IBM pSeries Shutdown/Reboot - Recommended Frequency

steven_nospam at Yahoo! Canada

unread,

Oct 14, 2010, 10:31:06 AM10/14/10

to

Hi All,

This question has gone around a few times over the years with me
getting a variety of answers from both IBM and non-IBM personnel. Just
want to see what most people are doing nowadays with the latest
servers.

The question was: How often should an IBM pSeries server running AIX 5
or AIX 6 be rebooted? Is there a recommended practice?

Now, having worked with the IBM RS/6000 systems since about 1991, I've
always come down to one answer that I've been given from various
sources over those years: It depends on the applications that are
running on the server and how efficiently coded they are. If the
software is coded right, you may go a long time without needing a
reboot. On the other hand, if there are memory leaks and other issues,
it may require to be done more frequently.

Our company manages something like seventy AIX servers from the old
43Ps up to a new P750 recently purchased. I have seen many a server
run fine for 180+ days and had one system that was not rebooted for
over 500 days. But on the other hand, we've also had servers that
started behaving poorly after about 40 days.

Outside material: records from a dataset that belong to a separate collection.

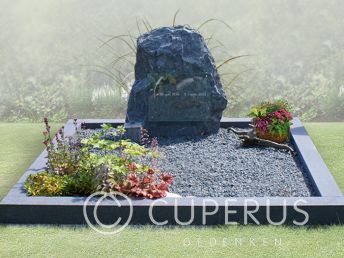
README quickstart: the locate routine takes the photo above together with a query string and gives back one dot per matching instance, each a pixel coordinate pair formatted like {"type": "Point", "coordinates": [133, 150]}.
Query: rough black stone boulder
{"type": "Point", "coordinates": [177, 90]}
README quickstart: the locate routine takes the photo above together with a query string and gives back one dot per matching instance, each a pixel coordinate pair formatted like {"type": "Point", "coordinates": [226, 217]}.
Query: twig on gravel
{"type": "Point", "coordinates": [249, 139]}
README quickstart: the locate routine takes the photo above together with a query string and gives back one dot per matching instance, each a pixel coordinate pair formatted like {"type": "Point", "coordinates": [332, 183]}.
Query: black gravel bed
{"type": "Point", "coordinates": [217, 166]}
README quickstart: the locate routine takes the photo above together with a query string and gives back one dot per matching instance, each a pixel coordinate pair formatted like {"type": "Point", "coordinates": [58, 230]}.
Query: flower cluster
{"type": "Point", "coordinates": [272, 117]}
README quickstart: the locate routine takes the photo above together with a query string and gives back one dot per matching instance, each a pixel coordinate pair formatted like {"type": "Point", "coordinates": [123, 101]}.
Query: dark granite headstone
{"type": "Point", "coordinates": [177, 90]}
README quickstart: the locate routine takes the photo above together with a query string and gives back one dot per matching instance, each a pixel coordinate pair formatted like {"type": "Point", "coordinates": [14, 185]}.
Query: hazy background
{"type": "Point", "coordinates": [50, 52]}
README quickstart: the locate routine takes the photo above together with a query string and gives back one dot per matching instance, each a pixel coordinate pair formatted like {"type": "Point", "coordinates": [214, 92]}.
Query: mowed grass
{"type": "Point", "coordinates": [21, 143]}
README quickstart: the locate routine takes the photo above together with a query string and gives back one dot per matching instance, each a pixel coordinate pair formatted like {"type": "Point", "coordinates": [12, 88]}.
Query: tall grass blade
{"type": "Point", "coordinates": [214, 20]}
{"type": "Point", "coordinates": [174, 17]}
{"type": "Point", "coordinates": [228, 60]}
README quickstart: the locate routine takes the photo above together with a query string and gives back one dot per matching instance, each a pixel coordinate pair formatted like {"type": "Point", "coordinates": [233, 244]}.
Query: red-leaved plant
{"type": "Point", "coordinates": [145, 185]}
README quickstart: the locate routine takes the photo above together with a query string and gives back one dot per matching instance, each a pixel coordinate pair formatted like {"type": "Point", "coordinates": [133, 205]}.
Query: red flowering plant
{"type": "Point", "coordinates": [272, 120]}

So for our sites, we started implementing a policy of recommending a
reboot sometime after every 1000 hours of use (about 45 days). But
this is not always convenient or followed when you have a production
server that needs to be operational 24/7.

So I ask my extended AIX newsgroup family:
- Do you have any guidelines you follow in your business or department
regarding reboot frequency?
- Is there an official recommendation in a document from IBM anywhere
for pSeries systems running AIX?

Here are the typical setups we have:

SystemA: OLTP, AIX 5.3, no RDBMS, COBOL software using ISAM files.

SystemB: OLTP, AIX 5.3, Informix 11.50, COBOL software.

SystemC: OLTP, AIX 5.3, Oracle 10g, COBOL software

I will be continuing my search at IBM's websites and may even place a
call to them to see what they advise. But it is also nice to hear what
other people are doing, especially if you also have Informix or Oracle
running on the AIX platform.

Thx in advance

SteveN

Tony

unread,

Oct 14, 2010, 1:16:25 PM10/14/10

to

In comp.unix.aix, "steven_nospam at Yahoo! Canada" <steven...@yahoo.ca>
wrote:

>- Do you have any guidelines you follow in your business or department
>regarding reboot frequency?

Yes, we only reboot UNIX servers as a completely last line of resort during
problem resolution, or where we are forced to by patching. Never on a
schedule.

We've had AIX servers run for over 1500 days (in the days when ML updates
usually didn't require reboots).

These days it's less common to see such uptimes because full TL's often
require reboots (or at least, recommend them, I'm not about to risk
ignoring that recommendation).

>I will be continuing my search at IBM's websites and may even place a
>call to them to see what they advise. But it is also nice to hear what
>other people are doing, especially if you also have Informix or Oracle
>running on the AIX platform.

We've got Oracle, Informix, DB2, SAP, etc., etc., etc. No scheduled
reboots. I strongly argue against reboots to resolve issues as well.

For this reason, I hate zombied processes which have died during kernel
calls (and so, can't respond to kill -9's).
--
Tony Evans
Saving trees and wasting electrons since 1993
blog -> http://perceptionistruth.com/
books -> http://www.bookthing.co.uk/
[ anything below this line wasn't written by me ]

Uwe Auer

unread,

Oct 14, 2010, 2:30:18 PM10/14/10

to

Hi,

we do never reboot for other reasons than
- forced to by installing new TLs, drivers or other software upgrades
- last(!!!) resort on problems

To my knowledge there is no official recommendation from IBM to reboot your
servers. I doubt wou'll find any.

If you got systems behaving poorly after 40 days, find the cause! Implementing a
"reboot frequency"-policy is not the way to solve application software problems.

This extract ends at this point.